I mis-timed the train, and took the bus back to Edinburgh.

The next day confused me, because I was going to be flying home in the evening, and it felt like Friday all day.

Mixed media, Sunday 12 June 2016

The Night Manager struck me perfectly right: spy intrigue with tension that build and builds without elaborate shoot-outs or a finale based on two dudes punching each other. The glamorous settings don’t feel gratuitous, and the heroes and villains are fleshed out with motivations that fit. I loved it.

With regard to X-Men Apocalypse, I agree with many of the points in Devin Faraci’s review at Birth Movies Death. I thought the first hour had a lot of slow-burn potential, but then they decided to skip the middle and go straight to a giant world-destroying finale. The very worst part of it was how Xavier and Magneto just shrug off the mass destruction and inevitable (though not explicitly shown) cataclysmic loss of life that Magneto just caused with a “let’s agree to disagree, old chum” conversation right at the end. Let’s see what those crazy scamps will get up to next! It was bad.

The Big Short was good, if a little abstruse at times. It tries to make the 2008 financial crisis more understandable without dumbing down the fundamental concepts. It uses a set of human stories to frame the whole thing, without making them the real focus of the story. You see events unfolding through their incredulous eyes, but you don’t end up caring more about them than the crash itself. The film walks a fine line very carefully, and successfully. I’ve read Michael Lewis’s book, and this was a great way of turning it into a watchable feature film rather than a documentary.

I only half-enjoyed the new Ratchet & Clank game. It gave me a satisfying burst of nostalgia for the original game, but it’s hard for something like that to live up to the memories. I was disappointed that the relationship between Ratchet and Clank was left so ill-defined. They were thrown together, and from that moment onwards their goals and loyalty to each other was never in question. The game just ticked all boxes of game mechanics (insane weapons, hoverboards, grind boots, gold bolts, etc.) without giving the characters space to really grow and establish themselves.

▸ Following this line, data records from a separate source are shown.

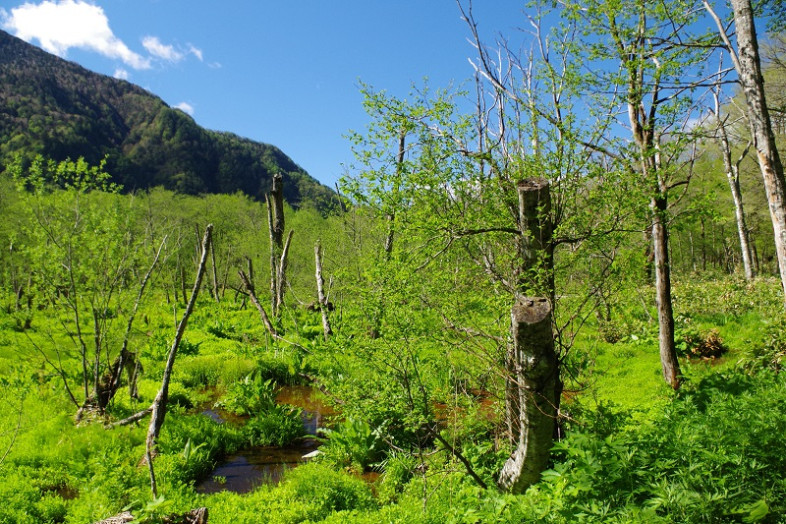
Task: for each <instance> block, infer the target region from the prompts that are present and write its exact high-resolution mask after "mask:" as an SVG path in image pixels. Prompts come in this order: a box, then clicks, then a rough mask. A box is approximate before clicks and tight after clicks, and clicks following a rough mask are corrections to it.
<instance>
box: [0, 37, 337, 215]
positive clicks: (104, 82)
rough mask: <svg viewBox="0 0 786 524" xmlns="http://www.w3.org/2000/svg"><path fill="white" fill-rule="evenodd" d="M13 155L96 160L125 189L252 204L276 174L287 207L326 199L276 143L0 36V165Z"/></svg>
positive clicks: (319, 188) (314, 182)
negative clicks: (231, 131)
mask: <svg viewBox="0 0 786 524" xmlns="http://www.w3.org/2000/svg"><path fill="white" fill-rule="evenodd" d="M17 153H23V154H27V155H36V154H42V155H44V156H45V157H48V158H52V159H54V160H58V161H59V160H64V159H65V158H68V157H70V158H72V159H76V158H77V157H80V156H81V157H84V158H85V160H87V161H88V162H89V163H91V164H97V163H98V162H100V161H101V159H103V158H106V159H107V167H106V169H107V171H108V172H109V173H110V174H111V175H112V177H113V181H115V182H117V183H120V184H122V185H123V186H124V187H125V188H126V190H138V189H147V188H150V187H155V186H163V187H165V188H167V189H171V190H174V191H177V192H181V193H186V194H200V193H234V192H237V191H241V192H243V193H245V194H247V195H249V196H251V197H253V198H257V199H261V198H262V197H263V196H264V194H266V193H267V192H268V191H269V190H270V183H271V180H272V176H273V174H274V173H275V172H281V173H282V175H283V176H284V197H285V199H286V200H287V201H288V202H289V203H290V204H291V205H293V206H297V205H300V204H301V203H304V202H309V201H310V202H313V203H314V204H315V205H316V206H317V207H319V208H325V207H327V206H329V205H330V203H331V201H332V200H333V199H334V193H333V191H332V190H331V189H329V188H327V187H326V186H324V185H322V184H320V183H319V182H318V181H317V180H315V179H314V178H313V177H311V176H310V175H309V174H308V173H307V172H306V171H305V170H304V169H303V168H301V167H300V166H299V165H297V164H296V163H295V161H294V160H292V159H291V158H290V157H289V156H287V155H286V154H284V152H283V151H281V150H280V149H279V148H278V147H276V146H273V145H271V144H265V143H261V142H256V141H253V140H251V139H248V138H243V137H240V136H238V135H236V134H234V133H230V132H222V131H212V130H208V129H205V128H203V127H201V126H199V125H198V124H197V123H196V121H195V120H194V119H193V118H192V117H191V116H190V115H188V114H186V113H185V112H183V111H181V110H180V109H176V108H172V107H170V106H169V105H167V104H166V103H165V102H164V101H163V100H162V99H161V98H160V97H158V96H157V95H155V94H153V93H150V92H149V91H147V90H145V89H143V88H142V87H140V86H137V85H135V84H133V83H131V82H128V81H126V80H121V79H116V78H112V77H109V76H106V75H103V74H100V73H95V72H93V71H90V70H88V69H86V68H84V67H82V66H80V65H79V64H76V63H74V62H70V61H68V60H65V59H62V58H59V57H57V56H55V55H52V54H49V53H47V52H46V51H43V50H41V49H39V48H38V47H36V46H33V45H31V44H29V43H27V42H25V41H23V40H21V39H19V38H17V37H15V36H12V35H10V34H9V33H7V32H4V31H0V161H2V162H3V163H4V164H6V163H7V162H8V161H9V159H10V158H11V157H13V156H14V155H15V154H17Z"/></svg>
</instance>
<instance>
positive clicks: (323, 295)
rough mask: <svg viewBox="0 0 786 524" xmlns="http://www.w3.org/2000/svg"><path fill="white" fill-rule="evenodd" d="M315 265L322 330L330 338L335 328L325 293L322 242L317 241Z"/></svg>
mask: <svg viewBox="0 0 786 524" xmlns="http://www.w3.org/2000/svg"><path fill="white" fill-rule="evenodd" d="M314 266H315V268H316V274H315V276H316V279H317V302H318V303H319V312H320V313H321V314H322V332H323V333H324V335H325V340H327V339H328V338H330V335H332V334H333V329H332V328H331V327H330V319H329V318H328V300H327V296H326V295H325V279H324V278H323V277H322V244H321V243H320V242H319V241H317V245H316V246H314Z"/></svg>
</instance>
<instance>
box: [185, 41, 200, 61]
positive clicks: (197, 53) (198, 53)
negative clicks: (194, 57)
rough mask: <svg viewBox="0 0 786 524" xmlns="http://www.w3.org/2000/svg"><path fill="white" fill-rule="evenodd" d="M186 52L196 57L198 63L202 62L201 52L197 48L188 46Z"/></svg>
mask: <svg viewBox="0 0 786 524" xmlns="http://www.w3.org/2000/svg"><path fill="white" fill-rule="evenodd" d="M188 52H189V53H191V54H192V55H194V56H195V57H197V58H198V59H199V61H200V62H202V61H203V60H202V50H201V49H199V48H197V47H194V45H193V44H188Z"/></svg>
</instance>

By the end of it I was torn between wanting to just finish the game quickly and be done with it, and hang back to get 100% on all the collectibles right then, because I knew I would never play through the whole thing again.

New comic series for me: Lazarus (dystopian futuristic sci-fi set in a world of enormous economic disparity, ruled by a handful of feuding families) and Velvet (1970s spy thriller). Both good. I’m still enjoying Howard the Duck, too. This volume balances the silly with a more serious and emotional storyline. Still plenty of silly, though.

I’ve also just finished Shock Wave by John Sandford. Lightweight summer reading. A little too far-fetched. Although he’s great as a secondary character in the Lucas Davenport novels, I still don’t like Virgil Flowers all that much as a protagonist out on his own.

Music — my listening over the last month has mostly been tracking the gigs I’ve been to: Garbage and the Pearl Harts, The Heavy, Bleached, The Joy Formidable. Also The Hip, for whom I have not obtained a concert ticket. Even though we’ll be on the same side of the Atlantic while they are playing their farewell gigs, the travel and ticket would je just too expensive, even if I could get one.